Isis’s former leader Abu Umar al-Baghdadi said in 2007 that women could fight “in special circumstances where [the targets] are difficult for men.” A year later, the Islamic State in Iraq’s minister of war, Abu Hamza al-Muhajir, said women could commit suicide attacks “in circumstances where men cannot.”

Now Europe’s crackdown on jihadi networks has provided Isis with a similar justification, since intelligence agencies are likely to pay closer attention to male extremists. Women often connect people, passing along key information while remaining undetected, says Nikita Malik, a researcher at the UK-based anti-extremism think tank Quilliam. That makes them crucial players in the formation of militant networks and in the deadly attacks these groups carry out.

One of France’s most influential Isis recruiters has praised female participation in violent, domestic jihad, and is now directing women to carry out attacks. A 29-year-old amateur rapper from Roanne in central France, Kassim communicated with the Notre Dame suspects through the encrypted messaging app Telegram, a source in the Paris prosecutor’s office tells Newsweek. (A source close to the investigation told Agence-France Presse that Kassim was in contact with the Nice suspects too.)

Kassim has shamed men on Telegram for not taking part in similar assaults. “Where are our brothers? ” he wrote. “You have to understand that if these women went into action, it’s because so few men are doing anything. Why are you waiting so long to the point the women are overtaking you in terms of honor? ”
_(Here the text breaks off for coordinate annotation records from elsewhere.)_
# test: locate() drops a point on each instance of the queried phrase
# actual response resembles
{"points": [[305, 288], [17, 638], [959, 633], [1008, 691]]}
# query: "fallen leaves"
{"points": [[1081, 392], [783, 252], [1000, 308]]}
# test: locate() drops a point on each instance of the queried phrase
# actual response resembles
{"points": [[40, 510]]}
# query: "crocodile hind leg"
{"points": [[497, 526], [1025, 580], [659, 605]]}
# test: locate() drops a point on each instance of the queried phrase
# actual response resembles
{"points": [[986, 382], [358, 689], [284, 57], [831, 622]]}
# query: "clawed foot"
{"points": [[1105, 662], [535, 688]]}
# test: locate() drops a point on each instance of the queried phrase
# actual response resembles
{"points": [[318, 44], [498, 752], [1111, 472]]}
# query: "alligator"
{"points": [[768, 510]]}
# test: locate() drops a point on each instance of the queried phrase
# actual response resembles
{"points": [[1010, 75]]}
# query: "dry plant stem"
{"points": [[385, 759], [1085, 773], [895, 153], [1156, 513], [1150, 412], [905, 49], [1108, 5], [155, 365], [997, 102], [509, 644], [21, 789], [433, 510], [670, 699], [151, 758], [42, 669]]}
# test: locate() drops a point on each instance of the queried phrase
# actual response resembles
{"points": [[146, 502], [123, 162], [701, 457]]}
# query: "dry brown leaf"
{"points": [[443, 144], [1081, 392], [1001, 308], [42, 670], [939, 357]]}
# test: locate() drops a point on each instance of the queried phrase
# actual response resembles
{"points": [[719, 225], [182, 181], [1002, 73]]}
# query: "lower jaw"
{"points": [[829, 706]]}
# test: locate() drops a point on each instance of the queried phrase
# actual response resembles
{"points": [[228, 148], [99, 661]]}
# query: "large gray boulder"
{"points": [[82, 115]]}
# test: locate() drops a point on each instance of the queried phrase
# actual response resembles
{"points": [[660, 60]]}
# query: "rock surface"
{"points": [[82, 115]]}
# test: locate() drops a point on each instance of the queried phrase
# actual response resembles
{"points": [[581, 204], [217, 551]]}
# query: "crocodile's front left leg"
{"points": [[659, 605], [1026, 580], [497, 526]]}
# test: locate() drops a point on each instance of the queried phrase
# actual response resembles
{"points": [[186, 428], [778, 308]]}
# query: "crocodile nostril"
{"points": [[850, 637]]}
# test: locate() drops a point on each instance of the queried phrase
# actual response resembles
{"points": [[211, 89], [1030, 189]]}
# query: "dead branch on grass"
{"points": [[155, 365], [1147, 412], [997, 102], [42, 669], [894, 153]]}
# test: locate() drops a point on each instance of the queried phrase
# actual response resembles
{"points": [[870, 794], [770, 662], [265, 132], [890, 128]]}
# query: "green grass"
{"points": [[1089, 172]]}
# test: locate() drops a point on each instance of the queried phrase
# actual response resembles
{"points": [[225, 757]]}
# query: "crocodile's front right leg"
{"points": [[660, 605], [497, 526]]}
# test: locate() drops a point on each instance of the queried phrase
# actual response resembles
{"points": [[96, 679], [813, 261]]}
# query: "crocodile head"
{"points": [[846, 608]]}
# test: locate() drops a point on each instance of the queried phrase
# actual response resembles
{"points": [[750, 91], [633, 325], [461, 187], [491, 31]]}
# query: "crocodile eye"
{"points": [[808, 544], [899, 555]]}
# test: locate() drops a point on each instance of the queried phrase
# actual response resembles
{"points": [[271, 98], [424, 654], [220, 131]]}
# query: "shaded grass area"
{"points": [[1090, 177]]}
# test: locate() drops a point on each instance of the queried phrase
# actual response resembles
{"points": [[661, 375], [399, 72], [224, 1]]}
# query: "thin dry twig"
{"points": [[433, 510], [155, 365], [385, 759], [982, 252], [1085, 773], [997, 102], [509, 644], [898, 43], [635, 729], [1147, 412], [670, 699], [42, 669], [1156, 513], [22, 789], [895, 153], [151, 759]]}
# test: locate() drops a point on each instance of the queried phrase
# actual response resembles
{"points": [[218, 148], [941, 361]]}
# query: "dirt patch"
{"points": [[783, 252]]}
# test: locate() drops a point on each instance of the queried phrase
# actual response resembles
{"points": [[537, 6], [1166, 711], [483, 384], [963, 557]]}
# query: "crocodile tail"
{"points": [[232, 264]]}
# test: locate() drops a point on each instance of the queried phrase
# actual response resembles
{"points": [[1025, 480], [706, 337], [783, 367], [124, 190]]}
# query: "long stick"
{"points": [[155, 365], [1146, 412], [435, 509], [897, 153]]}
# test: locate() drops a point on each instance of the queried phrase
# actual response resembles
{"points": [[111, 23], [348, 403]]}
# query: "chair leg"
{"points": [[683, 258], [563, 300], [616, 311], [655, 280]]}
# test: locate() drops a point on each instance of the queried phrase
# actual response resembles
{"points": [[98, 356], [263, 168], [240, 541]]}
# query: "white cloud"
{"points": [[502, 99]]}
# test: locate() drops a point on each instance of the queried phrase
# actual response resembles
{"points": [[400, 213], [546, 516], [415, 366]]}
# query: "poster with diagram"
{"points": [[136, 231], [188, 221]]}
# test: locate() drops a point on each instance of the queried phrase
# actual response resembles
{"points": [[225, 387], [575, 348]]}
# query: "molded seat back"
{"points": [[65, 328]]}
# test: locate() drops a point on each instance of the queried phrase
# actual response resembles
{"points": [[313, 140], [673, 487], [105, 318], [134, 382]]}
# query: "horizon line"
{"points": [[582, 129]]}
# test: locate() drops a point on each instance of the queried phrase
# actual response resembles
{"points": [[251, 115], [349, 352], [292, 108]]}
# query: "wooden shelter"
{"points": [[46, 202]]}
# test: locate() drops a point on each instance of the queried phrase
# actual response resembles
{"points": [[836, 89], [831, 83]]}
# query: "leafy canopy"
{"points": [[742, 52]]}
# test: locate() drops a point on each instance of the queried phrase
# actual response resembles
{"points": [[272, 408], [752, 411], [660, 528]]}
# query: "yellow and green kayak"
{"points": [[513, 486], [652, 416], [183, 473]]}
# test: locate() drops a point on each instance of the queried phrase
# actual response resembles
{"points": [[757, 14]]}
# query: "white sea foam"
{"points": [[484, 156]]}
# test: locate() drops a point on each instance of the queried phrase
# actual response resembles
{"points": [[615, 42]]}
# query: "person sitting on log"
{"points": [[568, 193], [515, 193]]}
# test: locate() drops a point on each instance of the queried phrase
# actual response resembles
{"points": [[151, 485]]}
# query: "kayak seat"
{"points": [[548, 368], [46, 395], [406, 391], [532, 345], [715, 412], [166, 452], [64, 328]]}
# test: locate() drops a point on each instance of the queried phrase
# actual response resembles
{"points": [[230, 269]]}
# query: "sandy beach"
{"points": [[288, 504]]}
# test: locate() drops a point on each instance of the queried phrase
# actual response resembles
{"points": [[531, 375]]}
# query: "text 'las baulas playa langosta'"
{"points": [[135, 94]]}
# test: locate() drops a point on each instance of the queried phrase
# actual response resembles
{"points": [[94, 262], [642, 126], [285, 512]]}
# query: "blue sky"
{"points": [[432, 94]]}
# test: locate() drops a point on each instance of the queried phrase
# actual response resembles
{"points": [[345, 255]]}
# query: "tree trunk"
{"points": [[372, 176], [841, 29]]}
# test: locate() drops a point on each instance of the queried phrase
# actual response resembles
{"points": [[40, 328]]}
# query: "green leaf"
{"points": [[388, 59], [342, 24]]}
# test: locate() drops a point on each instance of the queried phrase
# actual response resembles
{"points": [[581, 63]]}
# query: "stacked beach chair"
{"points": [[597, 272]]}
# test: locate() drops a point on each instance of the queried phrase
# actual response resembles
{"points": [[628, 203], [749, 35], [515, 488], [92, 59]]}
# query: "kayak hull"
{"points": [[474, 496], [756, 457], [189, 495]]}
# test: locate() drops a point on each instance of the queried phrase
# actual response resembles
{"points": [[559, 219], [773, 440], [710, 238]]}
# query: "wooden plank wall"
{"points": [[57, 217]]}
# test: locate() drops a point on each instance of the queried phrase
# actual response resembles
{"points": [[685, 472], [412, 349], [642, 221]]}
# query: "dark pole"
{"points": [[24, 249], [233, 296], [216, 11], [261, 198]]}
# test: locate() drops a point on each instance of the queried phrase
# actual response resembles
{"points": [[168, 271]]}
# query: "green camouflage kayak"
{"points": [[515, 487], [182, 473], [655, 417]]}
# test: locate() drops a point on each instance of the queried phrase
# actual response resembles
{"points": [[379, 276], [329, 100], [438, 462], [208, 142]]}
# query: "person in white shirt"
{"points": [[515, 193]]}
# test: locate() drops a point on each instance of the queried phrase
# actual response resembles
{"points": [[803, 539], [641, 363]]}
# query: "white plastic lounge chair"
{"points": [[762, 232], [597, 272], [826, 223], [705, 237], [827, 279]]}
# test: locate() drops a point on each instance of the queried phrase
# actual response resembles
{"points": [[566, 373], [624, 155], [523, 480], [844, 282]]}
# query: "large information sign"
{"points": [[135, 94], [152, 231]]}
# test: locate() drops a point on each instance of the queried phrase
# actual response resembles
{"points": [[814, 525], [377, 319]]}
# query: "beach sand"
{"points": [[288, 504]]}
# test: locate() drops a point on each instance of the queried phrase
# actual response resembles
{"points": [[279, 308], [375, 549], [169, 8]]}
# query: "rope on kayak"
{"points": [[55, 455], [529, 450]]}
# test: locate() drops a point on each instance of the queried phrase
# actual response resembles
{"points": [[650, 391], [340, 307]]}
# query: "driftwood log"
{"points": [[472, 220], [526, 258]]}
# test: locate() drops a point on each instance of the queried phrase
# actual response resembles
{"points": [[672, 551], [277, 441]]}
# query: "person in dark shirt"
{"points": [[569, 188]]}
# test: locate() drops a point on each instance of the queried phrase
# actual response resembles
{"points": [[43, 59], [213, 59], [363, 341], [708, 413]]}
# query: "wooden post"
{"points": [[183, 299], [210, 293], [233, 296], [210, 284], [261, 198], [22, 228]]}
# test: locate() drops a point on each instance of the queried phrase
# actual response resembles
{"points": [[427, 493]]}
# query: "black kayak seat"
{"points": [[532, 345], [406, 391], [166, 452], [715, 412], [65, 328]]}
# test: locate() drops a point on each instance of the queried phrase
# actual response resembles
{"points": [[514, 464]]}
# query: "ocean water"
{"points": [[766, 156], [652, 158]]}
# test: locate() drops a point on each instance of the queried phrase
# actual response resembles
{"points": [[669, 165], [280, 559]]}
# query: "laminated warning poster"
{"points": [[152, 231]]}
Even without official endorsement at the highest levels of Isis leadership, European security officials worry this new trend has the potential to spread beyond France. And French security services, which have failed seven times in less than two years, are already dealing with a complex web of threats. If radicalised women are now as dangerous as radicalised men, they may soon succeed where the Notre Dame attackers failed.